Whatever reason for the rise in indices, it is floating our ship as well as those of many other investors, but not without surprises and a couple of problems. Viewing the glass half-full, these hold-ups demonstrate that regulators are doing some pretty heavy lifting with a view to applying general principals to the sometimes messy situations one finds in reforming state-owned enterprises. At least let us hope that's the situation, or else we could all be in for a nasty surprise.
All dried out
Our strategy to reduce risk by increasing our investment in bank stocks has hit a short snag as trading in Huaxia Bank 600015 CH has been suspended since mid-April while the share reform continues to be sorted out behind the scenes. This is in spite of vivid pleas from small shareholders to resume trading. One investor noted that his mouth was dry over fears that a drop in the overall index would threaten the value of his shares in the bank, with him unable to trade his way out of it.
Although Huaxia's share price embodies a marginal gain from our last publication date it is axiomatic that mainland investors, deprived of the opportunity to trade for several weeks, will exit the stock, causing at least a short term price drop when trading resumes. In the meantime, all we can do is sit and worry – and try to remain properly hydrated! To the bank's credit it has published investors' remarks on its website, along with responses from the board of directors.
Minsheng Bank 600019 CH, perhaps reflecting a halo effect from the suspension of Huaxia, has seen its share price decline from just over RMB5.0 last month to RMB4.34 today. In addition to a possible halo effect, changes in bank A-share prices may also reflect adjustments in the prices of mainland banks listed in Hong Kong – China Construction Bank 939 HK took a dip although Bank of Communications 3328 HK remained largely unaffected. With Bank of China now marketing its Hong Kong IPO – and with shares due to start trading on June 1 – gains on China bank stocks may be capped in the short term.
We have seen similarly mixed performances in our agriculture stocks, Gansu Mogao 600543 CH and Xinjiang Guannong 600251 CH. Mogao has risen over RMB1.0 since our last publication date, making three straight rises since we bought the stock in March. Guannong has also posted rises but like Huaxia is now suspended as measures are taken in resolving its share reform issues.

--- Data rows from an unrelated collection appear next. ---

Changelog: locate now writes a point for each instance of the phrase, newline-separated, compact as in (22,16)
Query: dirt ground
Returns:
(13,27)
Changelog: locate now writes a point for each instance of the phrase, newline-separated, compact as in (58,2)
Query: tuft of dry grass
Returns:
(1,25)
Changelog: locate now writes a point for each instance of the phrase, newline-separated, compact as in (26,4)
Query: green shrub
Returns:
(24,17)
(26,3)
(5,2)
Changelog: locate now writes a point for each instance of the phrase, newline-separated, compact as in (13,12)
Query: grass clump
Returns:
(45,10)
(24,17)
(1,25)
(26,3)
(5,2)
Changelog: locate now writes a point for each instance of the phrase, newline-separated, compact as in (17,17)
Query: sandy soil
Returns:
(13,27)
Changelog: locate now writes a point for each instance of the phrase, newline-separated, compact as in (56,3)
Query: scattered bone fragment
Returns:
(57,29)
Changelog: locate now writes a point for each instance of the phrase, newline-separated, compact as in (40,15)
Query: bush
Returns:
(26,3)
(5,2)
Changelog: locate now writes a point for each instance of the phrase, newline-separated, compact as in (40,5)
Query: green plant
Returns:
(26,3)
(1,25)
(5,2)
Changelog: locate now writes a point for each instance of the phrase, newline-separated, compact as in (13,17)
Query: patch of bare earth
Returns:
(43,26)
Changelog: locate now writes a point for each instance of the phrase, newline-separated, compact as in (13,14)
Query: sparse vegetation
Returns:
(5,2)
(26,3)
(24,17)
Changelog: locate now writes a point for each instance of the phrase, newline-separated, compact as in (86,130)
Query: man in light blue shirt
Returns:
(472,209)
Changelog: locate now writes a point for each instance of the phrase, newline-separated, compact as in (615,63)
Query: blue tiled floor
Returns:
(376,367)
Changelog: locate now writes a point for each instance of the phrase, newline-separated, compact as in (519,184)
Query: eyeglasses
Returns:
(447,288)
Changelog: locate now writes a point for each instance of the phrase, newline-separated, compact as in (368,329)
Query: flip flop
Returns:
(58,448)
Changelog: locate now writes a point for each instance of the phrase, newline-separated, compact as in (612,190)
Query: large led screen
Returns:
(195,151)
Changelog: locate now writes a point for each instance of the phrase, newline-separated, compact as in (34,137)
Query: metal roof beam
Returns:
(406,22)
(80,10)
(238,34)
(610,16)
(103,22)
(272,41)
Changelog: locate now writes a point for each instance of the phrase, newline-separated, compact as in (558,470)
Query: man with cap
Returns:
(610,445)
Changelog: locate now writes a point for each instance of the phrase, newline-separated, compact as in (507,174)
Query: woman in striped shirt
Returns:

In spite of these two stocks' exposure to favorable policy initiatives, including both rural development and expansion of the economic activities in China's western provinces, both companies recorded modest first quarter declines. For many Chinese companies first quarter is a slack season, so no firm conclusions should be drawn from this data. Perhaps there is little cause for concern – but we need to watch to ensure this doesn't become a trend.
So what to do? With half our portfolio suspended, the best course of action may be to order another bottle of sake, or perhaps we should switch to baijiu! Seriously though, our options for the moment are somewhat constrained. We will have to take at least a brief hit on Huaxia Bank when it recommences trading.
Meanwhile, selling any shares in Minsheng Bank would entail selling at a loss when in our view the stock still has some life in it, especially if Huaxia Bank recovers from the dip we expect when trading resumes. Accordingly, we're going to engage in constructive inertia, wait until Huaxia Bank and Xinjiang Guannong begin trading again and then consider our options once again.